Button is now sixth in the title race with 101 points, trailing leader Spaniard Fernando Alonso of Ferrari by 63.
Defending champion German Sebastian Vettel, who finished second on Sunday, is second with 140 ahead of Red Bull teammate Mark Webber on 132, Finn Kimi Raikkonen of Lotus on 131 and Briton Lewis Hamilton of McLaren on 117.
Grosjean, 26, will miss next weekend's Italian Grand Prix after being the first driver to receive a ban since Finn Mika Hakkinen of McLaren at the 1994 German Grand Prix.
Asked if he will learn from his experiences, Boullier said: "I can only say yes, I hope so. Obviously the penalty is done to make people understand what they did."

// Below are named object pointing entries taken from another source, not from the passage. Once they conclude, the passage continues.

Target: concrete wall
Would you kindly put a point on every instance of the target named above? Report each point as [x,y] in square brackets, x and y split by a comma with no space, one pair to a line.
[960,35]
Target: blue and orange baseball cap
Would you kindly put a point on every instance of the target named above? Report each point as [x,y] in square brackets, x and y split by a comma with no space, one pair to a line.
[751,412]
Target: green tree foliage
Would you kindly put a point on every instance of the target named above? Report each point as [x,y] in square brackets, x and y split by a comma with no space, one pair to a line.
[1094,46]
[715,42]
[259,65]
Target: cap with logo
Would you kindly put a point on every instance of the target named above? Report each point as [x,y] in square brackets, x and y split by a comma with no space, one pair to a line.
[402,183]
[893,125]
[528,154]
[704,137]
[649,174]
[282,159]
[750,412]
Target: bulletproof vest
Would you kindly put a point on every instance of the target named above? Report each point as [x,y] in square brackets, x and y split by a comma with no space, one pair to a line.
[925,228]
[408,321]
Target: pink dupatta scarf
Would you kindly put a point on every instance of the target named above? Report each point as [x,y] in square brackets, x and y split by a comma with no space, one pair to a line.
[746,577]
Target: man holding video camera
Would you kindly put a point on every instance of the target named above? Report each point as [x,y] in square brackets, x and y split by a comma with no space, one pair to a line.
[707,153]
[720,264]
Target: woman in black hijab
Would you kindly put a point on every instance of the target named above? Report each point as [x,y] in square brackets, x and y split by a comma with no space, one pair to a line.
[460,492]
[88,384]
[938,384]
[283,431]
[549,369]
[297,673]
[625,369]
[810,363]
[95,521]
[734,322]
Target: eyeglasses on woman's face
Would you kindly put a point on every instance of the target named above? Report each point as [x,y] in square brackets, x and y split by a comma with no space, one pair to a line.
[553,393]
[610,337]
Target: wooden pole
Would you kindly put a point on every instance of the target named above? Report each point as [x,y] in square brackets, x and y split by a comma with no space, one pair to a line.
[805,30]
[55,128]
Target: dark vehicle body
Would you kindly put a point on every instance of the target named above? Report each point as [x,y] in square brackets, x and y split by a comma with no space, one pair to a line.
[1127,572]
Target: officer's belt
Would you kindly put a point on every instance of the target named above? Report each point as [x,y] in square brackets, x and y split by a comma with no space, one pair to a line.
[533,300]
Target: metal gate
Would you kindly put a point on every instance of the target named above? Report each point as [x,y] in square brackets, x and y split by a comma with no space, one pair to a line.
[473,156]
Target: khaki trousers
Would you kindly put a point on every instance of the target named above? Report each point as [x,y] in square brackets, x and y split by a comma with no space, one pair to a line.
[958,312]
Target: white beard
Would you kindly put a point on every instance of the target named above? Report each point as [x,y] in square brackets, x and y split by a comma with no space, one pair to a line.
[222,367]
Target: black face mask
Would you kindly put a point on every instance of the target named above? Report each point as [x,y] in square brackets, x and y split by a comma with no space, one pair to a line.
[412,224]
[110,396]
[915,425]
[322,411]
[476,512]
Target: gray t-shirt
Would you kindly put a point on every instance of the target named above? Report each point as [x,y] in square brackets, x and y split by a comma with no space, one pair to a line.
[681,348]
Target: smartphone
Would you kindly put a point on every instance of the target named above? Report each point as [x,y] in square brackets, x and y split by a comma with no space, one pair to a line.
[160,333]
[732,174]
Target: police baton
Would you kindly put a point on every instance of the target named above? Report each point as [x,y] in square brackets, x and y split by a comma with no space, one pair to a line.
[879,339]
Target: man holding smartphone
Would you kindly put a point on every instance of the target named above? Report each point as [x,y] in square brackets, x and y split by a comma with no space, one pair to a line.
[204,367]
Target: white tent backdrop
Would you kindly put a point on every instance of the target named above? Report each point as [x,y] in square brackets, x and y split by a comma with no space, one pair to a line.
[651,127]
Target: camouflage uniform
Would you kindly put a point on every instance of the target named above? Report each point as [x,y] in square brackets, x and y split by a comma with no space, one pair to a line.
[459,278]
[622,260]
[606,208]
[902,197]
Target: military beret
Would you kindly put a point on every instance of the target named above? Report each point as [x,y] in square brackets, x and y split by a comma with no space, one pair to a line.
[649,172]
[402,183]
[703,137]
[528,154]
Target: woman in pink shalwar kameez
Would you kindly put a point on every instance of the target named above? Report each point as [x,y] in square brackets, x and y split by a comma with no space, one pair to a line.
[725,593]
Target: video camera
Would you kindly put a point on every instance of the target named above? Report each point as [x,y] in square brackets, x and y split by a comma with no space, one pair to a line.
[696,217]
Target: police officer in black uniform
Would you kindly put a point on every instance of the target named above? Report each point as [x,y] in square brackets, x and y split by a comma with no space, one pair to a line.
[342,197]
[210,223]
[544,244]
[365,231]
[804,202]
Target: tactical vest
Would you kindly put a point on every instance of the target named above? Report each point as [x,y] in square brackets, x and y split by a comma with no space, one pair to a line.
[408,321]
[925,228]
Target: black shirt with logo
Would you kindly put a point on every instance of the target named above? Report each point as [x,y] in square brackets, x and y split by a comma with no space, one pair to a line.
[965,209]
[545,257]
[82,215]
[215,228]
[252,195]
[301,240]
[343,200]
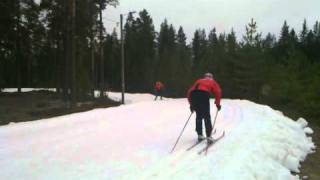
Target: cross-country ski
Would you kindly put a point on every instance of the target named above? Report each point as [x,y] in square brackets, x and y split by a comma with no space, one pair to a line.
[159,89]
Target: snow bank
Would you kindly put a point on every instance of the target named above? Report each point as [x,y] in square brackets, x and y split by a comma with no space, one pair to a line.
[133,141]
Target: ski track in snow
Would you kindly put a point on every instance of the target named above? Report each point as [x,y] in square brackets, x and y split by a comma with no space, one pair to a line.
[133,141]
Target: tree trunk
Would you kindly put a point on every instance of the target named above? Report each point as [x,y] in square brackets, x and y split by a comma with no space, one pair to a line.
[18,47]
[73,50]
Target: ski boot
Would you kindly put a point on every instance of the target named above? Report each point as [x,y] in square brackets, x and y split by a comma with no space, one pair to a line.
[209,140]
[200,138]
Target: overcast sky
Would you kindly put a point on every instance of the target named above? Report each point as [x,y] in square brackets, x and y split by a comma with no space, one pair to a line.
[222,14]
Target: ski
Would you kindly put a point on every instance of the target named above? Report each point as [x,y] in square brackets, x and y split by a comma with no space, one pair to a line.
[194,145]
[198,142]
[205,149]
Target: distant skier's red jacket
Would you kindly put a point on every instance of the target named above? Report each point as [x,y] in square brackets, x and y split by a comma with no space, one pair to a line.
[208,85]
[159,86]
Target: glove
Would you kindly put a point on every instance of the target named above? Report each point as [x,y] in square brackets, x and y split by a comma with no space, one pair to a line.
[218,107]
[191,109]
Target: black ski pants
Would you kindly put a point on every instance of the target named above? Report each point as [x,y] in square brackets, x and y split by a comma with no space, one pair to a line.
[201,104]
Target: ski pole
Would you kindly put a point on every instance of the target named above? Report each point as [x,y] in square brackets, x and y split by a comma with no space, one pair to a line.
[181,133]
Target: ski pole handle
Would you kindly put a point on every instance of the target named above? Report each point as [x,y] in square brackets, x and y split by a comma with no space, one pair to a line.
[181,133]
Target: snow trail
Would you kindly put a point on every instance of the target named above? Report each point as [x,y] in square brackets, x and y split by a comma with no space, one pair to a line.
[133,142]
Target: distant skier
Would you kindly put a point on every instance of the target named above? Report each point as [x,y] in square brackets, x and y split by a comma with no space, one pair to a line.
[159,87]
[198,97]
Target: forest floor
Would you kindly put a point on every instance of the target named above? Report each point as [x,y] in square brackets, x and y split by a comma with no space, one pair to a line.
[36,105]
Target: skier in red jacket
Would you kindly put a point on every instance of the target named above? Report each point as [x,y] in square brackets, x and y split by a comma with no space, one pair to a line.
[159,87]
[198,97]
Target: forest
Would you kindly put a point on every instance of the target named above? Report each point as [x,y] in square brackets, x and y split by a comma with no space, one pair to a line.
[63,44]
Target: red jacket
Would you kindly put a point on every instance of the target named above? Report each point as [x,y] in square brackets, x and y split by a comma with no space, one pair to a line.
[207,85]
[159,86]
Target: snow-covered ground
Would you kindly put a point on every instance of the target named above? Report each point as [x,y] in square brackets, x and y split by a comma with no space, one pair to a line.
[10,90]
[133,141]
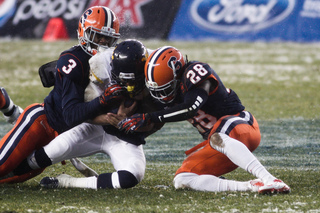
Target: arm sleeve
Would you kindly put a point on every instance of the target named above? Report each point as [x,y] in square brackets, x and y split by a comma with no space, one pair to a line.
[193,101]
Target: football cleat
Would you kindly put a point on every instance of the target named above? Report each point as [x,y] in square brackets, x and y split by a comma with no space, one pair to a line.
[49,182]
[255,185]
[275,187]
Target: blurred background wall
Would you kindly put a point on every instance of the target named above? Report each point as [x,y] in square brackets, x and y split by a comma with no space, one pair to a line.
[217,20]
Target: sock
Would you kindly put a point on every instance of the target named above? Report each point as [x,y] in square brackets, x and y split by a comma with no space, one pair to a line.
[117,180]
[209,183]
[67,181]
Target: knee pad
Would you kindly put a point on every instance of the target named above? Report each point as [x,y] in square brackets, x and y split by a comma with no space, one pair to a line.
[127,179]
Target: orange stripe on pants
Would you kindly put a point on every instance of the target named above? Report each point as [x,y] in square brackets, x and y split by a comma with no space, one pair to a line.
[209,161]
[30,133]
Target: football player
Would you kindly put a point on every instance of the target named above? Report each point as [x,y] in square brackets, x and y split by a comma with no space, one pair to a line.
[64,107]
[193,91]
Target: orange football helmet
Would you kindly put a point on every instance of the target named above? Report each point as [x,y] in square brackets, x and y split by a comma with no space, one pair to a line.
[162,70]
[98,28]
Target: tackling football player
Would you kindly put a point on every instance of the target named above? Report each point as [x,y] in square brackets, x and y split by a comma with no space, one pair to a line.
[64,107]
[194,92]
[125,150]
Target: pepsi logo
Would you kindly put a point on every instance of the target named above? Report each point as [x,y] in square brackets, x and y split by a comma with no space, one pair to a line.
[239,16]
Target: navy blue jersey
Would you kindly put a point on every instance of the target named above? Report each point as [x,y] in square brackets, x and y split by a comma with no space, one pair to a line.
[221,101]
[137,138]
[65,106]
[192,103]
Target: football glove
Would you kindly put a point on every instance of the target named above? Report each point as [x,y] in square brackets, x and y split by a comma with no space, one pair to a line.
[134,123]
[111,93]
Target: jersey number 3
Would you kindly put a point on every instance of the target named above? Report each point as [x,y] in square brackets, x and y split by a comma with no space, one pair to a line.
[72,64]
[197,70]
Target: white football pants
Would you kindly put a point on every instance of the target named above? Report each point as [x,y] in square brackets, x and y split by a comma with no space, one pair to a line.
[88,139]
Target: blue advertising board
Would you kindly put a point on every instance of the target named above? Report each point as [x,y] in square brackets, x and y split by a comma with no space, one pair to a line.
[247,20]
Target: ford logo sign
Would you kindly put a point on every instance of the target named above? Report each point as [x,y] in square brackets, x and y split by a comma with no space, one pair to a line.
[238,16]
[7,9]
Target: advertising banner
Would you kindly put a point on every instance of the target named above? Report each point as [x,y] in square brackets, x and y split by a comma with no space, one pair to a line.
[138,18]
[247,20]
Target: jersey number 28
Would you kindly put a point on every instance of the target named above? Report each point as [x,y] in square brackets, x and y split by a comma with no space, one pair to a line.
[194,73]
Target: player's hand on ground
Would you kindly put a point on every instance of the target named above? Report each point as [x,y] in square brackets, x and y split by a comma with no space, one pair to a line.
[134,123]
[112,92]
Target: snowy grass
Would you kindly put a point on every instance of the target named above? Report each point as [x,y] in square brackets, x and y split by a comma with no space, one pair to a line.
[277,82]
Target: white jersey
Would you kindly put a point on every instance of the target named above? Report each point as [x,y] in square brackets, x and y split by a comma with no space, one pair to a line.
[100,74]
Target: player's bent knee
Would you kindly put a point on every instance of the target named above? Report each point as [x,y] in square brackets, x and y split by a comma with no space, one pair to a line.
[127,179]
[182,180]
[216,140]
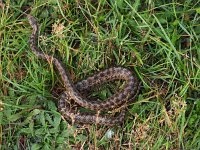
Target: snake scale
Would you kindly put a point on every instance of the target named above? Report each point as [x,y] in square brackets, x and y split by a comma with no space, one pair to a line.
[72,91]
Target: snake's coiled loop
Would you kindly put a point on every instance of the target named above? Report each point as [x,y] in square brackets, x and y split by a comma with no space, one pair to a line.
[72,92]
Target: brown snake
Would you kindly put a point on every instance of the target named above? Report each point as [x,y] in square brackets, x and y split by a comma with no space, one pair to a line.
[119,99]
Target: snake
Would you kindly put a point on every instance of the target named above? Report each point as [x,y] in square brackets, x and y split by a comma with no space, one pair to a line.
[115,103]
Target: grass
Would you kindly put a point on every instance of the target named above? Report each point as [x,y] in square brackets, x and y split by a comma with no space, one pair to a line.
[158,40]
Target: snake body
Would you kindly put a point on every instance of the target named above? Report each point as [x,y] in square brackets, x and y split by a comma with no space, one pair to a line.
[72,91]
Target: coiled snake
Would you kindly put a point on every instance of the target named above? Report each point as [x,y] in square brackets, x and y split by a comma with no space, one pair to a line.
[118,100]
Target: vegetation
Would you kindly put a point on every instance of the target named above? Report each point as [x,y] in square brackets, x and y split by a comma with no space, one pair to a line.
[158,40]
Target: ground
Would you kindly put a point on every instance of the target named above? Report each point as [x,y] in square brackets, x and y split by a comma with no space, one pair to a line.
[157,40]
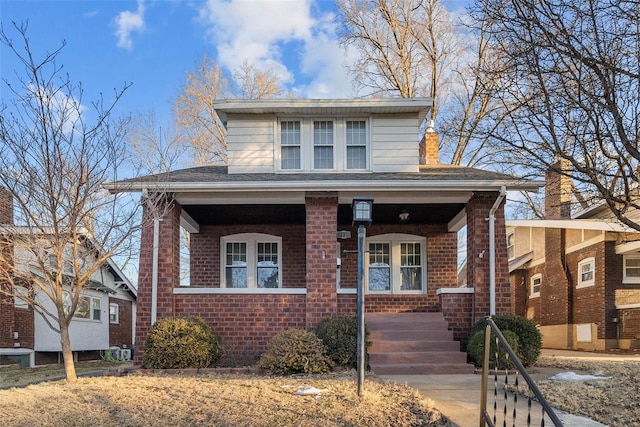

In his over-aggressive change of direction at the start of the race, Grosjean swerved right and into Hamilton, forcing his car into a multiple collision involving Alonso and the Saubers of Mexican Sergio Perez and Japanese Kamui Kobayashi.
Kobayashi, after repairs, was the only driver who could continue in the race while Alonso, dazed and suffering back pains, climbed out after evading serious head injuries by a narrow margin when Grosjean's car was launched over his Ferrari.
The race stewards declared Grosjean's involvement represented a serious breach of the regulations. It was the seventh time in 12 races this season that the Frenchman has been involved in an opening-lap collision.
He has previously been in incidents in Australia, Malaysia, Spain, Monaco, Britain and Germany.